Papers by Author: Jan Philipp Schmidt-Ewig

Abstract: Within traffic engineering, the importance of lightweight space frame structures continuously grows. The space frame design offers many advantages for light weight construction but also brings challenges for the production technology. For example, the important requests concerning product flexibility and reconfiguration can only be achieved with a high technical effort, if current machine technology is used. For this reason, the collaborative research center SFB/TR10 investigates the scientific fundamentals of a process chain for the product flexible and automated production of space frame structures. An important component in space frame structures are curved extrusion profiles. Within the investigated process chain, the extrusions must be machined mechanically in order to apply holes and to prepare the extrusion ends for the following welding operation.The machining is currently done by clamping the profile into a fixture and processing it within a machining center. This procedure has two disadvantages due to the complex geometry and the partially high length of the extrusion profiles: On the one hand, a complex fixture is needed for clamping the work piece [1]. On the other hand, a machining center with a large workspace and five machine axes is required [2]. Due to this, the product flexible machining with current technology is only possible with high technical and economical effort. For this reason, a new machine concept for the product flexible machining of three dimensionally curved extrusion profiles was developed at the University of Karlsruhe. In this paper, the function of the machine is explained and a prototype is presented. In addition, investigation results of the machining accuracy are shown and possibilities for improving the precision are discussed.

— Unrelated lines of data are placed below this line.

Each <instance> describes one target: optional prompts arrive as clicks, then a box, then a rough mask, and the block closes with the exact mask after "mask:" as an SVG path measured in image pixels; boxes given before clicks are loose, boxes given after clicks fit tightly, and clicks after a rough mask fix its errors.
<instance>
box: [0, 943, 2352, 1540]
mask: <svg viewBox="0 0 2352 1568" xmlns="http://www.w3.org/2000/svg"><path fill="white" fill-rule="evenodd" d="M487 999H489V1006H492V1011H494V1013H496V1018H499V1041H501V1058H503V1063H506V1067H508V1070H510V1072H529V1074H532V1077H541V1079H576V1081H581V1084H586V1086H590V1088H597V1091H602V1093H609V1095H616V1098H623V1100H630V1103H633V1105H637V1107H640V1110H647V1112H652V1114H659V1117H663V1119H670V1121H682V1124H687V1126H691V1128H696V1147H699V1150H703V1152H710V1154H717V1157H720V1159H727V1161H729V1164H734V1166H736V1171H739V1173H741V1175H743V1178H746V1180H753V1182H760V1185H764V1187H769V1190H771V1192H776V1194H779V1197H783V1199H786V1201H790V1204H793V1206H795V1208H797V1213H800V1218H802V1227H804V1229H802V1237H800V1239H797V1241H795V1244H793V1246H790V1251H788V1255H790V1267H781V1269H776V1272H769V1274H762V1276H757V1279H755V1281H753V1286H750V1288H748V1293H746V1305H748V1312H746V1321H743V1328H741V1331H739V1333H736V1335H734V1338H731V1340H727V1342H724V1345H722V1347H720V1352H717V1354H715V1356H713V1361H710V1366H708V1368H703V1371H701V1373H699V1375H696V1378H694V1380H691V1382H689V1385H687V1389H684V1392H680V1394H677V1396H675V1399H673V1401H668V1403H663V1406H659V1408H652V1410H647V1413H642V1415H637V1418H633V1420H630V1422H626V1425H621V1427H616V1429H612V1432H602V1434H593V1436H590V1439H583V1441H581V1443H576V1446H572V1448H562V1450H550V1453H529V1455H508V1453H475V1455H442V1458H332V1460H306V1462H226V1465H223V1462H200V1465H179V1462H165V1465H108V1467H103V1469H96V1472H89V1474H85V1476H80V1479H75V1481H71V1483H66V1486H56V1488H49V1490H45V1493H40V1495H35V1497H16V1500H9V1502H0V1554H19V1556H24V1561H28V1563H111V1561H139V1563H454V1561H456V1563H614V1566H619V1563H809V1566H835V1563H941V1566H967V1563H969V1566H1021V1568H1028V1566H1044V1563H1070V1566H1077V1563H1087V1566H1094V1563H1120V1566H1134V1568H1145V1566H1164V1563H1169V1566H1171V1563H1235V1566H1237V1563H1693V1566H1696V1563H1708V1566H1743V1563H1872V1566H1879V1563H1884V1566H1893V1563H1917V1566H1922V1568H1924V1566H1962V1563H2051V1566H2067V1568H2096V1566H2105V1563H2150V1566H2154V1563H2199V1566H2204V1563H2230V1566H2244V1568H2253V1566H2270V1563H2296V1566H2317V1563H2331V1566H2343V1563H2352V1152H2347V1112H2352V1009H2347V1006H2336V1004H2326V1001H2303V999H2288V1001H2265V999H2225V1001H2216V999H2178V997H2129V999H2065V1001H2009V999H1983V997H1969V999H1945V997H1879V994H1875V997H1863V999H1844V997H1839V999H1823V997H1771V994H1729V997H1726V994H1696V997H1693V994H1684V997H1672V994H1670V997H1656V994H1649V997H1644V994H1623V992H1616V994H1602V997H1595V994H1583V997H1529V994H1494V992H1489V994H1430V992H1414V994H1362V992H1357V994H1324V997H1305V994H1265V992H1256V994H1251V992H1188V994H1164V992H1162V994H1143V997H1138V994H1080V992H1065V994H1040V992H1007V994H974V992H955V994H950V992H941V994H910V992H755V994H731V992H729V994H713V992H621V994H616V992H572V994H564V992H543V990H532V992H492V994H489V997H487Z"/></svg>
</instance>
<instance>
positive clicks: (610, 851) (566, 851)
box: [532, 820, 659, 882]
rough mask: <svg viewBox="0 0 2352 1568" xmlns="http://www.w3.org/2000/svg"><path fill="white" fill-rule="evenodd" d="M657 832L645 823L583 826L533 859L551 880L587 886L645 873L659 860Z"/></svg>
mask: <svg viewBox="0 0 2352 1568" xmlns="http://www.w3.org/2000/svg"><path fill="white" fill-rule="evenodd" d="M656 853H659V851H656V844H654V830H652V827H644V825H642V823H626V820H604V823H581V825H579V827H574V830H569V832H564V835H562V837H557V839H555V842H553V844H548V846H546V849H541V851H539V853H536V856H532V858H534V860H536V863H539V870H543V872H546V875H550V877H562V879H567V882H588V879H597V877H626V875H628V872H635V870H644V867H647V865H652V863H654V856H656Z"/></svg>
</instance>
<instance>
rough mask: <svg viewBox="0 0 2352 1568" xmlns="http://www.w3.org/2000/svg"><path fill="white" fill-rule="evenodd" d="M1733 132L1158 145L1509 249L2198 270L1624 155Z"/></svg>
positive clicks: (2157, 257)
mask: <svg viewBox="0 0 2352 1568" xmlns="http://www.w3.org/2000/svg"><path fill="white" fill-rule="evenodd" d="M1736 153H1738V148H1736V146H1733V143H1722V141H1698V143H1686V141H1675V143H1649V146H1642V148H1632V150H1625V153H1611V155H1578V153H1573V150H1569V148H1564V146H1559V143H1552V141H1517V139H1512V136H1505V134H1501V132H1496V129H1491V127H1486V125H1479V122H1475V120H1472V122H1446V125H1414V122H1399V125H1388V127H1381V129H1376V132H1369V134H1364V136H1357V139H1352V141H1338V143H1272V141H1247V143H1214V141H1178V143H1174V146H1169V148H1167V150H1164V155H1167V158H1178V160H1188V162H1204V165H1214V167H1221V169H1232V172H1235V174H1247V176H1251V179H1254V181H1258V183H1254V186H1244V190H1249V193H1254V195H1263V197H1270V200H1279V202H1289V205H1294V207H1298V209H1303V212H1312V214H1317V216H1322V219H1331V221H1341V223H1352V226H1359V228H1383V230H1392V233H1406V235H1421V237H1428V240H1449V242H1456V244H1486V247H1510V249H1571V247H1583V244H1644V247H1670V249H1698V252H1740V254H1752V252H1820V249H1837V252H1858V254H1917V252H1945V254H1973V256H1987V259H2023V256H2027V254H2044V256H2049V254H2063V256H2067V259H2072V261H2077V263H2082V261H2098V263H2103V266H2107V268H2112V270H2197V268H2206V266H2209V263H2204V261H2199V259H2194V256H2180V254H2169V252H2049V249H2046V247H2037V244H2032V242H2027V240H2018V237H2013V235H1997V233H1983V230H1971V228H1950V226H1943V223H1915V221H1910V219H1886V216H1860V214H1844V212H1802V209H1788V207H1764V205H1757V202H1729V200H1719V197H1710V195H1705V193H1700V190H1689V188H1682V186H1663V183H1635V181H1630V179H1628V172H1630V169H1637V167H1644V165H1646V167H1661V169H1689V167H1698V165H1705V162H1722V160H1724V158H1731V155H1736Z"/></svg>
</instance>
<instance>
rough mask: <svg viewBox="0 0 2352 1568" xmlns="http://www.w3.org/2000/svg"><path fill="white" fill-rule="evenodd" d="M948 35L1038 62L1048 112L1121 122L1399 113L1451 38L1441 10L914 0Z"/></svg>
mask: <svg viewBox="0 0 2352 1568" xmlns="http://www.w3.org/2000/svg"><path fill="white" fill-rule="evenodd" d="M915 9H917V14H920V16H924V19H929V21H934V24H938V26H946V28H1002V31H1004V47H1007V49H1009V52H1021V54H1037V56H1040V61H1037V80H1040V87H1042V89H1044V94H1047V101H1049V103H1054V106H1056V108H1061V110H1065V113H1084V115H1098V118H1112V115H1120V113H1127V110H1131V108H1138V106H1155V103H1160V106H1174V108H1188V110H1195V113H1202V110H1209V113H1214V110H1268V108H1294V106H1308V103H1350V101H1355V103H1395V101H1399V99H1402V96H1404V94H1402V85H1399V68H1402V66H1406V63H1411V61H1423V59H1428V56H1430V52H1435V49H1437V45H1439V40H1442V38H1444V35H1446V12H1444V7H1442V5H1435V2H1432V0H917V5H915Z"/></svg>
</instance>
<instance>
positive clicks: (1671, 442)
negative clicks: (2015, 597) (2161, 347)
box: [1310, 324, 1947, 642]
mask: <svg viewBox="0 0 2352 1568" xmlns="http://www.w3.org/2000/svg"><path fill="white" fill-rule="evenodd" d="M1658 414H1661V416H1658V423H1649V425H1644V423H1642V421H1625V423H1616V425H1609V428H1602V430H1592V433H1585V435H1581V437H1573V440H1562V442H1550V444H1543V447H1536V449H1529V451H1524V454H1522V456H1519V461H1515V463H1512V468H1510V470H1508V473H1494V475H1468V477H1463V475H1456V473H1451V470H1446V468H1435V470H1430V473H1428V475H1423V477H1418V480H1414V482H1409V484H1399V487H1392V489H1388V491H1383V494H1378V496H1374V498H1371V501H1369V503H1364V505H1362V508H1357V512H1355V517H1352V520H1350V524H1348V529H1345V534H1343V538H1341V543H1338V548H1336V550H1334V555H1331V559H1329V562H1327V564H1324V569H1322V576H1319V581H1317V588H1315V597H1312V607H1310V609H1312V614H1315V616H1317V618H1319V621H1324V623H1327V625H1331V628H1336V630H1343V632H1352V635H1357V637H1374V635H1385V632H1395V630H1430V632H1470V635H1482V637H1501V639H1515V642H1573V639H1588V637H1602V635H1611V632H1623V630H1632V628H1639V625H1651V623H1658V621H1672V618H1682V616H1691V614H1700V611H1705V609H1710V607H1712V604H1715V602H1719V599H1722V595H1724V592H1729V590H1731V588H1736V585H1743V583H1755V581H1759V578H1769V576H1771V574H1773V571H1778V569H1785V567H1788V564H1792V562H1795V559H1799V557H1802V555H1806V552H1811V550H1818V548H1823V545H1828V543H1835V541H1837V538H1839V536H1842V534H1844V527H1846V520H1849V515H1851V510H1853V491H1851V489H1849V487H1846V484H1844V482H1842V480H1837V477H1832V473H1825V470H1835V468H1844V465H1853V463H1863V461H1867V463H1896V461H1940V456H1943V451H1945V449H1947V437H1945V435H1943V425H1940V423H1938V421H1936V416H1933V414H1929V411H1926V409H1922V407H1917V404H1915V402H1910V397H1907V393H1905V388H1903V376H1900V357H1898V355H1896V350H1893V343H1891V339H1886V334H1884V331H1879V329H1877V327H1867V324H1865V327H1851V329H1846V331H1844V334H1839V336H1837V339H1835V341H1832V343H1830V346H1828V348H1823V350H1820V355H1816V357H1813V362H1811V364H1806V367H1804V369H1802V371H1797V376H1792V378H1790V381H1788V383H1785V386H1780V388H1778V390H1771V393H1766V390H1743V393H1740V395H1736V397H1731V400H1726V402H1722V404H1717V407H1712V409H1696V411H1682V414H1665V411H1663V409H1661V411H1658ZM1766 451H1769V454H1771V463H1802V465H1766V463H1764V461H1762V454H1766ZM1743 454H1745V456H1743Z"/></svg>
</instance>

Abstract: The importance of rigid and self supporting space frame structures for the automotive and aerospace industry continually increases. To meet the market requirements for a flexible and competitive small batch production, innovative machine concepts must be investigated. By integrating handling and machining capabilities into one machine structure, redundant degrees of freedom can be reduced and a former idle economic potential can be made use of. This paper introduces a systematic approach to reveal synergetic potentials that emerge by integrating two different fields of function, the handling and the machining. Therewith a matrix with technical solutions for a combination of handling and machining is generated. These solutions are the base for new machine concepts that fulfill both tasks with a minimal number of machine axes. The authors present a machine concept which is combined out of a four-axes parallel kinematics and a conventional serial kinematics. The two kinematic structures collaborate and allow the product flexible handling and machining of three dimensional rounded extrusions with a minimal technical effort. The machine concept is dimensioned and optimized for a maximal stiffness by the coupling of a multi body simulation to an external parameter optimization software. The optimization results show that the stiffness of the machine concept could be explicitly improved. This paper is based on investigations of the collaborative research centre SFB/TR10 which is kindly supported by the German Research Foundation (DFG).